Теперь Виктор не бегал, не волновался, даже не почувствовал до конца святости приходящего, он просто затосковал.
Девчонки занимались сборами в то самое одинокое зимовье в тайге, которое разыскали Гена Мухин и Юрочка Николаевич.
Они жалели Виктора, но не могли не идти, ребят насчитывалось гораздо больше. Они подвинули к его кровати праздничный стол с яблоками, вином, всякими вкусными вещами. Женя с Жуховцом сходили в тайгу и принесли елку. Смеясь, рассказывали, как загребали валенками снег, искали и нашли елку, которая валялась около дороги, кем-то уже срубленная.
Девчонки долго прикидывали, где бы ее поставить, но места не было, и кто-то предложил прибить елку к потолку вверх ногами.
Никто бы не мог сказать, что это некрасиво. Женя уже фантазировала. Что, если бы в больших залах на Новый год вместо люстр вешать такие елки-люстры, было бы очень красиво!
Стеклянных игрушек не нашлось, повесили все самое натуральное: яблоки, конфеты, печенье. Кто-то резонно заметил, Мухин, что ли: «Если она свалится, жертв никаких не будет».
На верхушку, которая теперь оказалась внизу, прицепили плитку шоколада, которую предложили выдать в премию тому, кто на Новом году придумает лучшую шутку. Но тот же Генка Мухин заметил, что Виктор (он без улыбки издали смотрел на него) идет вне конкурса: большей шутки, чем заболеть на Новый год, все равно никто не придумает!

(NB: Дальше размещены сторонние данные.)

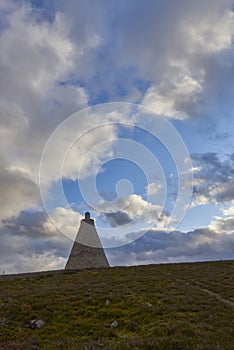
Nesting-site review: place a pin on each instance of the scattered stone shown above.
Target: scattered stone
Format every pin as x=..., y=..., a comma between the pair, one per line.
x=3, y=322
x=36, y=324
x=149, y=305
x=114, y=324
x=132, y=326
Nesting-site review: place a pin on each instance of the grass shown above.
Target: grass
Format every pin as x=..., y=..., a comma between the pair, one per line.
x=155, y=306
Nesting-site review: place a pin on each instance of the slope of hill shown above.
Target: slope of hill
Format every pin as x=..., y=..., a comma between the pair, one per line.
x=171, y=306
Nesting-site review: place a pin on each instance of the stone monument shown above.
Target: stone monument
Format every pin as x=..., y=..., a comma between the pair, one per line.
x=87, y=250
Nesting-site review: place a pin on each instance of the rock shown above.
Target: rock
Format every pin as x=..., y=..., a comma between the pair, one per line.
x=36, y=324
x=149, y=305
x=114, y=324
x=3, y=322
x=132, y=326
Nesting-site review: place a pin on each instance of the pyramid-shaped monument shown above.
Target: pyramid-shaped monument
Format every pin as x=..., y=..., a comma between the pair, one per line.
x=87, y=250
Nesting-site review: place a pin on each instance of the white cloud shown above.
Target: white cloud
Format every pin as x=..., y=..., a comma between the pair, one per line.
x=153, y=188
x=66, y=221
x=134, y=206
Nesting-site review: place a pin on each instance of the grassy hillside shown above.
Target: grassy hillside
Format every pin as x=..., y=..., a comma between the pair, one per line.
x=175, y=306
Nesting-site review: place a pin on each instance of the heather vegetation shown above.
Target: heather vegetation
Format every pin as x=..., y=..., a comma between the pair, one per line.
x=171, y=306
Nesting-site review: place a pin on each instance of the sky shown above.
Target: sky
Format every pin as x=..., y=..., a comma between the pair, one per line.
x=124, y=109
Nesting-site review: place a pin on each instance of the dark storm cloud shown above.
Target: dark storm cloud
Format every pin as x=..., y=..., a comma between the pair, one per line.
x=117, y=219
x=214, y=176
x=176, y=246
x=26, y=245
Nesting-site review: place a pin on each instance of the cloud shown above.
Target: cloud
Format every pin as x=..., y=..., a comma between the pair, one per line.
x=116, y=219
x=132, y=207
x=17, y=191
x=29, y=241
x=213, y=179
x=170, y=247
x=152, y=188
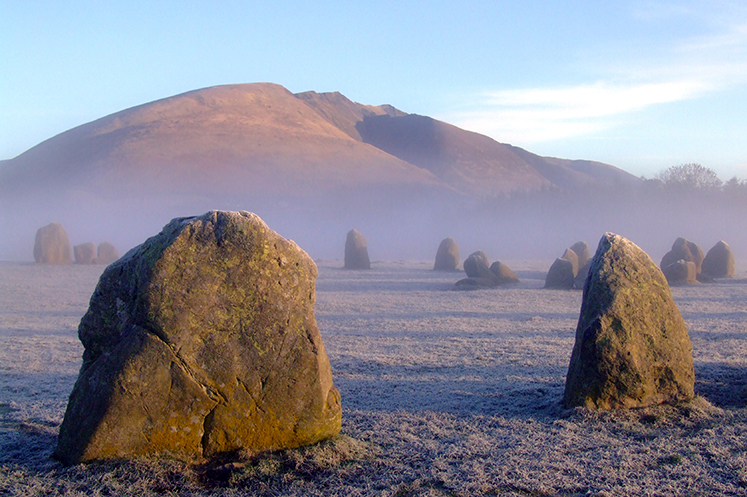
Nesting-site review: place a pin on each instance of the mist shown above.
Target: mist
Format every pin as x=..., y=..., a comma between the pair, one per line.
x=401, y=223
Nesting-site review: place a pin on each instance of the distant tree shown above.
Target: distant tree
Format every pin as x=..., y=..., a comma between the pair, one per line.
x=689, y=177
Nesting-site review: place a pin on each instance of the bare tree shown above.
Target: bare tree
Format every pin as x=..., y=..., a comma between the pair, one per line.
x=690, y=177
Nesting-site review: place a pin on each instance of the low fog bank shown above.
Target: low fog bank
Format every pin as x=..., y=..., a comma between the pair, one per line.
x=402, y=224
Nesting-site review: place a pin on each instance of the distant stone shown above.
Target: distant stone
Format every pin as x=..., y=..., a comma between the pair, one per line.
x=502, y=274
x=682, y=249
x=560, y=275
x=84, y=253
x=580, y=280
x=201, y=341
x=106, y=253
x=571, y=256
x=632, y=348
x=447, y=256
x=681, y=273
x=52, y=246
x=581, y=249
x=474, y=283
x=356, y=251
x=719, y=261
x=476, y=265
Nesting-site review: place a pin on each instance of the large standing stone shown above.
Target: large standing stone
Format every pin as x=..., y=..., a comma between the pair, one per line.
x=202, y=341
x=476, y=265
x=85, y=253
x=52, y=246
x=356, y=251
x=447, y=256
x=560, y=275
x=581, y=249
x=106, y=253
x=719, y=261
x=632, y=348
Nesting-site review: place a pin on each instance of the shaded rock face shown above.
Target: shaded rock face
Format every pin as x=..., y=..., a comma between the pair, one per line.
x=201, y=341
x=560, y=275
x=52, y=246
x=84, y=253
x=681, y=273
x=476, y=265
x=581, y=249
x=106, y=253
x=632, y=348
x=685, y=250
x=719, y=261
x=447, y=256
x=356, y=251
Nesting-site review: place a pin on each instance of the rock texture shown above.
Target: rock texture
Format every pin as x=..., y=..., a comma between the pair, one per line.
x=477, y=265
x=632, y=348
x=560, y=275
x=719, y=261
x=85, y=253
x=52, y=246
x=447, y=256
x=681, y=272
x=581, y=249
x=106, y=253
x=201, y=341
x=356, y=251
x=503, y=274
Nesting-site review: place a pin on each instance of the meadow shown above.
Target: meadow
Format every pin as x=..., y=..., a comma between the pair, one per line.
x=444, y=393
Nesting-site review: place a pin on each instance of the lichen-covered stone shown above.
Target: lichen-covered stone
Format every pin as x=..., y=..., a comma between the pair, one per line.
x=356, y=251
x=52, y=246
x=581, y=249
x=476, y=265
x=106, y=253
x=502, y=274
x=632, y=348
x=681, y=273
x=560, y=275
x=84, y=253
x=719, y=261
x=202, y=341
x=447, y=256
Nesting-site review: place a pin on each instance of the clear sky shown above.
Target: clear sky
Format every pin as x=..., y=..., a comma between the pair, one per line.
x=641, y=84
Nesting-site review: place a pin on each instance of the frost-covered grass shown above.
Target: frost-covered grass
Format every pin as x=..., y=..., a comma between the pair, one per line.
x=444, y=393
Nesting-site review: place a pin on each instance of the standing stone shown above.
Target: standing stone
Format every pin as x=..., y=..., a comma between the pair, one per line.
x=52, y=245
x=198, y=342
x=682, y=249
x=632, y=348
x=356, y=251
x=581, y=249
x=719, y=261
x=681, y=273
x=503, y=274
x=560, y=275
x=106, y=253
x=571, y=257
x=85, y=253
x=476, y=265
x=447, y=256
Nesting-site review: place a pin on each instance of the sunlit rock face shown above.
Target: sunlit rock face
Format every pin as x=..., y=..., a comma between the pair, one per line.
x=719, y=261
x=632, y=348
x=356, y=251
x=52, y=245
x=202, y=341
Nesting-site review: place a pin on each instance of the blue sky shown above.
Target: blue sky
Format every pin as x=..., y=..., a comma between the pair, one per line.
x=643, y=85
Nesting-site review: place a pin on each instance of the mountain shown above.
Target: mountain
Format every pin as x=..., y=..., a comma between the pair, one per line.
x=311, y=163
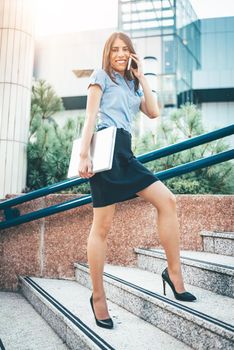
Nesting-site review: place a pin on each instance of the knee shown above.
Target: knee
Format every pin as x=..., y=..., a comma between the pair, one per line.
x=168, y=203
x=102, y=229
x=171, y=201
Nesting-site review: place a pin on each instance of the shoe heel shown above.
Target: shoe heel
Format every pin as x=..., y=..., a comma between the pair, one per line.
x=164, y=287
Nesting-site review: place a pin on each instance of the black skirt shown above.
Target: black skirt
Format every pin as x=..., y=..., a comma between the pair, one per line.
x=127, y=176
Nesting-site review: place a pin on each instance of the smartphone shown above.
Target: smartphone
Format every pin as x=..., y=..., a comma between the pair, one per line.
x=131, y=63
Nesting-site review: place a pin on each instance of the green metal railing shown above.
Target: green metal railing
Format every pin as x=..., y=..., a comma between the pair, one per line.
x=13, y=217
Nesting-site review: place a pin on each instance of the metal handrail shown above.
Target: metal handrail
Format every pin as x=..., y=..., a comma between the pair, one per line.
x=147, y=157
x=162, y=175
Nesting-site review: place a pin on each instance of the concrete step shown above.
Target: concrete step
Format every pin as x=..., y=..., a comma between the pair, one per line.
x=65, y=306
x=213, y=272
x=218, y=242
x=205, y=324
x=22, y=328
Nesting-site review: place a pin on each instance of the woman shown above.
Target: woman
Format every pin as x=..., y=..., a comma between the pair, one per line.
x=114, y=95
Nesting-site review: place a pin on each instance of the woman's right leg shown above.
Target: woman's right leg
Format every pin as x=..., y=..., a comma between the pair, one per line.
x=96, y=251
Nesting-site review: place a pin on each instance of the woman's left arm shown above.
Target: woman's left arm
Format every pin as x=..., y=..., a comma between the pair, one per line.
x=149, y=105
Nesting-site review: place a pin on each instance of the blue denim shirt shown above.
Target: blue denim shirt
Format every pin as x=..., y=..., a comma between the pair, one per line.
x=119, y=103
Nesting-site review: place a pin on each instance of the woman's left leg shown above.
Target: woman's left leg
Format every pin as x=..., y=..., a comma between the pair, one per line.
x=168, y=227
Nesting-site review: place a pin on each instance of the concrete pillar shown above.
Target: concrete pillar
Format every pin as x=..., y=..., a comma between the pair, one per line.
x=16, y=68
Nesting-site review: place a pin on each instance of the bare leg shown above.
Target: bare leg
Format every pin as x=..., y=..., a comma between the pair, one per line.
x=165, y=203
x=96, y=251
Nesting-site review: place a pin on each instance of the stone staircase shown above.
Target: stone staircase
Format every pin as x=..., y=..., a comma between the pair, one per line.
x=144, y=318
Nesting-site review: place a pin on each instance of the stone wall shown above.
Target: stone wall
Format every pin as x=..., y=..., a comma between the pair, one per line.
x=49, y=247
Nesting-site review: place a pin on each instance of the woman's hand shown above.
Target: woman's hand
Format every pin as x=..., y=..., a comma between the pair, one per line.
x=85, y=167
x=138, y=72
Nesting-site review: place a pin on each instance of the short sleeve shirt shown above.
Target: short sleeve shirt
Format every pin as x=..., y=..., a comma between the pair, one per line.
x=119, y=102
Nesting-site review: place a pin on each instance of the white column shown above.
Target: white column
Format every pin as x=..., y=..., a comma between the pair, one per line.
x=16, y=68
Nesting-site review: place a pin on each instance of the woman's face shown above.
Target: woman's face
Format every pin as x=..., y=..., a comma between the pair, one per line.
x=119, y=56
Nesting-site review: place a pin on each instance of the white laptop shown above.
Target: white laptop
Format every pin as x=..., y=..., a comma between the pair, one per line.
x=101, y=151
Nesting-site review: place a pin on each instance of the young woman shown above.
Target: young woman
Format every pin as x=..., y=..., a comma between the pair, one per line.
x=115, y=96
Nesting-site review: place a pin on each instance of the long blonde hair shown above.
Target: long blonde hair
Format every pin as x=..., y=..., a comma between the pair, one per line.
x=106, y=56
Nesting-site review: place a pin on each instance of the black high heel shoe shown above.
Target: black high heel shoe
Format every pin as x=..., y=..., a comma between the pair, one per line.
x=185, y=296
x=108, y=323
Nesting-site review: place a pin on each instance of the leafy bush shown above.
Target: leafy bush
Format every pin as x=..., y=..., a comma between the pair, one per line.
x=49, y=147
x=185, y=123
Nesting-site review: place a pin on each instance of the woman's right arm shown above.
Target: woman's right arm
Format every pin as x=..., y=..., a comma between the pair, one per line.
x=93, y=103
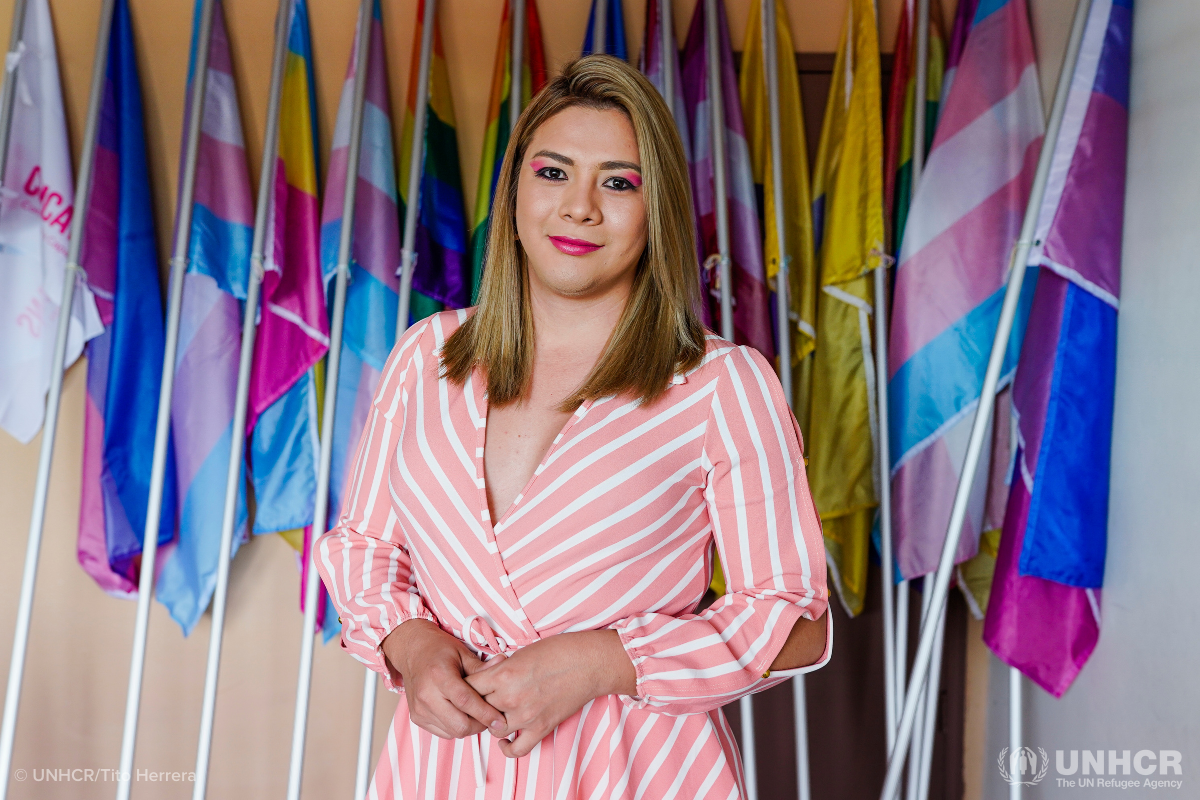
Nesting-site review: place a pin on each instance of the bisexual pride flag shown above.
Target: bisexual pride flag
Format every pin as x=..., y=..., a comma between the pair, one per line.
x=751, y=304
x=125, y=361
x=209, y=337
x=373, y=292
x=293, y=329
x=949, y=284
x=496, y=134
x=613, y=30
x=442, y=274
x=1044, y=614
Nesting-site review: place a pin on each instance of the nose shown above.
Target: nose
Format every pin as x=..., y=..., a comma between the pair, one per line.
x=580, y=203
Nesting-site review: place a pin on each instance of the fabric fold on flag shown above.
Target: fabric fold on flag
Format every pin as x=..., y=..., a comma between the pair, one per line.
x=751, y=305
x=125, y=361
x=209, y=337
x=36, y=206
x=958, y=246
x=442, y=274
x=1044, y=615
x=615, y=30
x=496, y=134
x=293, y=328
x=802, y=274
x=847, y=190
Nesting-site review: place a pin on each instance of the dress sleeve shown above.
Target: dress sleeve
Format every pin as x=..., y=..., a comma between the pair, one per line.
x=363, y=560
x=768, y=536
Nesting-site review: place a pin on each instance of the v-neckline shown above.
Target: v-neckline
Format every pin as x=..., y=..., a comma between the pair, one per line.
x=495, y=525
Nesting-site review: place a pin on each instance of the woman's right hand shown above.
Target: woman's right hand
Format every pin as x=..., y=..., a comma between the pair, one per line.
x=433, y=666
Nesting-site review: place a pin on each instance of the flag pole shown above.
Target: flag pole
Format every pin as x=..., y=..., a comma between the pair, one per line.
x=73, y=274
x=516, y=66
x=717, y=119
x=321, y=506
x=600, y=26
x=771, y=72
x=162, y=426
x=408, y=262
x=234, y=474
x=9, y=89
x=987, y=401
x=670, y=53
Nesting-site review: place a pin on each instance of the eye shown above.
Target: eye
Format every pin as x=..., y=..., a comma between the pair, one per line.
x=551, y=174
x=619, y=184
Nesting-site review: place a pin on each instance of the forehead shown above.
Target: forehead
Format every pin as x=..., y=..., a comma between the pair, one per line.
x=588, y=136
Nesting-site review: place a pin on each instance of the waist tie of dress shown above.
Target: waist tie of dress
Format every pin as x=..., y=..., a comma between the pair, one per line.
x=481, y=638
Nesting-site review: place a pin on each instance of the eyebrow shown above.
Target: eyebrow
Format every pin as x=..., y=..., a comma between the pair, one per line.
x=570, y=162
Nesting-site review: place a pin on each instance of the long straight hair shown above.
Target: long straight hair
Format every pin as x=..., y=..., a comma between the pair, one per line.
x=658, y=332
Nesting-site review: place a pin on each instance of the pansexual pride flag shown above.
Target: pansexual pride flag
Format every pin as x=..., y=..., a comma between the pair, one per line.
x=496, y=136
x=372, y=295
x=613, y=28
x=1044, y=614
x=293, y=329
x=209, y=337
x=125, y=361
x=442, y=275
x=949, y=284
x=751, y=307
x=901, y=114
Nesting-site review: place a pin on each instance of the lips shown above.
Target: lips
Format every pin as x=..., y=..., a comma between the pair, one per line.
x=574, y=246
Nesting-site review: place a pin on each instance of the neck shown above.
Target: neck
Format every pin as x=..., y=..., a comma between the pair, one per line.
x=579, y=325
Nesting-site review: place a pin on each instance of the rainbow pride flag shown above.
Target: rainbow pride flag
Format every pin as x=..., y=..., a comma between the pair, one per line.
x=613, y=30
x=125, y=361
x=373, y=292
x=209, y=337
x=442, y=274
x=293, y=329
x=949, y=286
x=1044, y=617
x=898, y=128
x=496, y=136
x=751, y=304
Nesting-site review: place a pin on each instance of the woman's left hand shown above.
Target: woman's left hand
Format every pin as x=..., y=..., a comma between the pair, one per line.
x=544, y=684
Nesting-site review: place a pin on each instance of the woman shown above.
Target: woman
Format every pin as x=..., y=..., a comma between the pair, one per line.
x=540, y=485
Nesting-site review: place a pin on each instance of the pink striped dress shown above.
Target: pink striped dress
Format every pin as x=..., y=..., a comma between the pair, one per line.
x=616, y=529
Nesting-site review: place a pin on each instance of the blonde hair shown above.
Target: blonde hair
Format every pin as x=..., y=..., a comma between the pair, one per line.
x=658, y=332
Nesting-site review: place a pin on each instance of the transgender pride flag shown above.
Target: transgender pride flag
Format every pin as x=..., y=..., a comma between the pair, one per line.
x=209, y=337
x=293, y=332
x=125, y=361
x=949, y=286
x=1044, y=614
x=372, y=295
x=751, y=304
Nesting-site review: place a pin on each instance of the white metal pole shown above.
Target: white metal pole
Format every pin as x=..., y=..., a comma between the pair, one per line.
x=1014, y=723
x=321, y=506
x=234, y=475
x=717, y=120
x=929, y=728
x=667, y=46
x=516, y=65
x=408, y=262
x=9, y=89
x=49, y=427
x=987, y=401
x=162, y=429
x=600, y=26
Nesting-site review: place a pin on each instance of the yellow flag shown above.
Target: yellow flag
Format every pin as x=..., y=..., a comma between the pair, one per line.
x=847, y=185
x=802, y=275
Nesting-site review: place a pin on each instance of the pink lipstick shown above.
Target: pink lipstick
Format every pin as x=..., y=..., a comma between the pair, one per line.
x=574, y=246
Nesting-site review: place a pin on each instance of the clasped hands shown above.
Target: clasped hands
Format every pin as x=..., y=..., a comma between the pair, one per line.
x=453, y=695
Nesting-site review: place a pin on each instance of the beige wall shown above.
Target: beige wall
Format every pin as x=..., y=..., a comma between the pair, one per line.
x=78, y=660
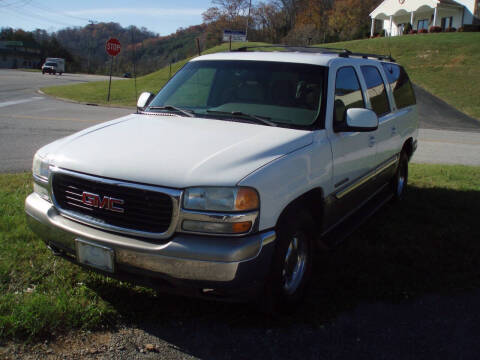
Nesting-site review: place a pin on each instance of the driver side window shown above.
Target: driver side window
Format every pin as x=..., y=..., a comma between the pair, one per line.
x=348, y=93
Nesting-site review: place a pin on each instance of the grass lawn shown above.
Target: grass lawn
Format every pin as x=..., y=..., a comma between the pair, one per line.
x=447, y=65
x=30, y=70
x=426, y=244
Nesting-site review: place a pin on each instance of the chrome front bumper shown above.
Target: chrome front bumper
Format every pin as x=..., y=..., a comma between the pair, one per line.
x=182, y=257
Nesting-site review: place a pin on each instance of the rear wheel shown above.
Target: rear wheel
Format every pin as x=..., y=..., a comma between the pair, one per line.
x=292, y=264
x=399, y=183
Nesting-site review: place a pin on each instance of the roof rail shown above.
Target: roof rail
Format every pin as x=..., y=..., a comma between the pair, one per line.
x=322, y=50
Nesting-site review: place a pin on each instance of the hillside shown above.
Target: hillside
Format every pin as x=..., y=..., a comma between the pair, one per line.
x=150, y=51
x=445, y=64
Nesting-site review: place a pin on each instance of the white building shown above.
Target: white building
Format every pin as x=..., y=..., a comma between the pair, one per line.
x=422, y=14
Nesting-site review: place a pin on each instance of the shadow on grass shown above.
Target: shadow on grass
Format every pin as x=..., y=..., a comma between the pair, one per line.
x=427, y=244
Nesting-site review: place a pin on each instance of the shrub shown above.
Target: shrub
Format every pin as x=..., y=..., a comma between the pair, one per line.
x=407, y=28
x=469, y=28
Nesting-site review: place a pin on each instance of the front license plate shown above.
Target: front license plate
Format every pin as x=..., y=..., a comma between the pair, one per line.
x=94, y=255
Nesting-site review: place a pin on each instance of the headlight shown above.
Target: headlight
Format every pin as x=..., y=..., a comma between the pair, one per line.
x=221, y=199
x=40, y=168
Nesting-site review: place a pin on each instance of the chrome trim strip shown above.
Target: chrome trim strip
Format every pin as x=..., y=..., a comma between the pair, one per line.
x=216, y=217
x=342, y=193
x=268, y=238
x=175, y=196
x=40, y=180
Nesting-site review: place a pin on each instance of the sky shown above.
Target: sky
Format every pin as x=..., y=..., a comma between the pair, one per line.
x=159, y=16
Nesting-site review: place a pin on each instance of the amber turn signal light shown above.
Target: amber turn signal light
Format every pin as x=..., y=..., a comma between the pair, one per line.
x=247, y=199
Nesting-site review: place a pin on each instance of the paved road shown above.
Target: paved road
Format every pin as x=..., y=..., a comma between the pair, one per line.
x=424, y=328
x=29, y=120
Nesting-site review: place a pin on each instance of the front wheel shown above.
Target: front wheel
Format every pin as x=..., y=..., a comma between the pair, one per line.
x=292, y=264
x=399, y=183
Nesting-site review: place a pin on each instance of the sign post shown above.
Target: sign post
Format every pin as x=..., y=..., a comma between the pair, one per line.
x=234, y=35
x=113, y=48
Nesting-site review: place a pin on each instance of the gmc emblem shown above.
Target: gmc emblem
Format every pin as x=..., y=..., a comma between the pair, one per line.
x=108, y=203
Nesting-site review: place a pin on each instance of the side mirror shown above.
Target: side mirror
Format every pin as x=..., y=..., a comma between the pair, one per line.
x=143, y=100
x=359, y=120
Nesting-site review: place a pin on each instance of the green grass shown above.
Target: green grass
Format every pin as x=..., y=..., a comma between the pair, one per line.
x=447, y=65
x=30, y=70
x=426, y=244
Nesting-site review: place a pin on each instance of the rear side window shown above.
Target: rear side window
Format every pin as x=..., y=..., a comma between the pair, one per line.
x=376, y=90
x=348, y=93
x=401, y=86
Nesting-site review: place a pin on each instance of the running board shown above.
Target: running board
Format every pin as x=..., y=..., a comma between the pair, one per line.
x=341, y=232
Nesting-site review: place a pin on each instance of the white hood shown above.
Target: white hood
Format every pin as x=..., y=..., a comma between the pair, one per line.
x=174, y=151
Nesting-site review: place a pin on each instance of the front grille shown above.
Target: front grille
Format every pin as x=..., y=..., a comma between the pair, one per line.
x=144, y=210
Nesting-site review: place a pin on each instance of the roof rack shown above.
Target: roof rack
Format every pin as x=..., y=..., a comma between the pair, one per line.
x=322, y=50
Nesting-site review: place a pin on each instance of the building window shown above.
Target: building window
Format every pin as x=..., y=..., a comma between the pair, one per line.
x=447, y=22
x=422, y=24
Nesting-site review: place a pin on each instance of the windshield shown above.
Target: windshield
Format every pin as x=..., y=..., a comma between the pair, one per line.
x=287, y=94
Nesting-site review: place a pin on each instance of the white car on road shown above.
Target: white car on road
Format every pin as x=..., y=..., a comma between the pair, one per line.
x=223, y=184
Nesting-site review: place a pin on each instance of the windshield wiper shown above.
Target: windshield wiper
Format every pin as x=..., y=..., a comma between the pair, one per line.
x=260, y=119
x=189, y=113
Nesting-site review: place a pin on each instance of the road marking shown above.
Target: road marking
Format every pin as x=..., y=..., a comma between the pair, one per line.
x=15, y=102
x=450, y=142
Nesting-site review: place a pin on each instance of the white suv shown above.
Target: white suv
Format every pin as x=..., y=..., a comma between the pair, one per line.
x=223, y=184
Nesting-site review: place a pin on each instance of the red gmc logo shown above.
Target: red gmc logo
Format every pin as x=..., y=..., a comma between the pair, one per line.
x=108, y=203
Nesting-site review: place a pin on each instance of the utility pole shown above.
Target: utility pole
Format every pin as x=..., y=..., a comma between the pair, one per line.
x=91, y=22
x=248, y=18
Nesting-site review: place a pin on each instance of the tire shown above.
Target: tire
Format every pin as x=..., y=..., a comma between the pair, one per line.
x=292, y=264
x=400, y=180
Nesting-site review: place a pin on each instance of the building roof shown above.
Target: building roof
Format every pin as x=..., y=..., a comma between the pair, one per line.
x=393, y=7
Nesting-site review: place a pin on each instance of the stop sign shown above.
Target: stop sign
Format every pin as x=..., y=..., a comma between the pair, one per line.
x=113, y=47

На улице гремели МАЗы и тракторы, все они ехали из тайги и везли елочки.
Потом в окошке просинело. Прозрачные голубые сумерки сошли на землю. Из труб вертикально пальнули в небо темные дымы: в Ярске затопили печи, и, между тем как совсем темнело, дымы становились белей и белей.
Комната наполнялась народом, все суетились, упаковывали яблоки («С нездоровым румянцем»,— как сказал Мухин), примеряли лыжные крепления.
Виктор лежал, отвернувшись к стене, стараясь не слышать сборов.
— Кто умеет сочинять шуточные телеграммы? — спрашивала Вера.— Витя, хоть бы ты помог мне,— попросила она, садясь на кровать.
— Смотри,— сказал он,— этот рисунок на стене похож на море, правда?
— Правда,— сказала Вера.— Тебе надоело лежать, да? Но мы будем думать о тебе. Когда будут бить куранты, мы назовем твое имя. Кто взял чернила для авторучек? — закричала Вера.— Женька, ты чернила не брала?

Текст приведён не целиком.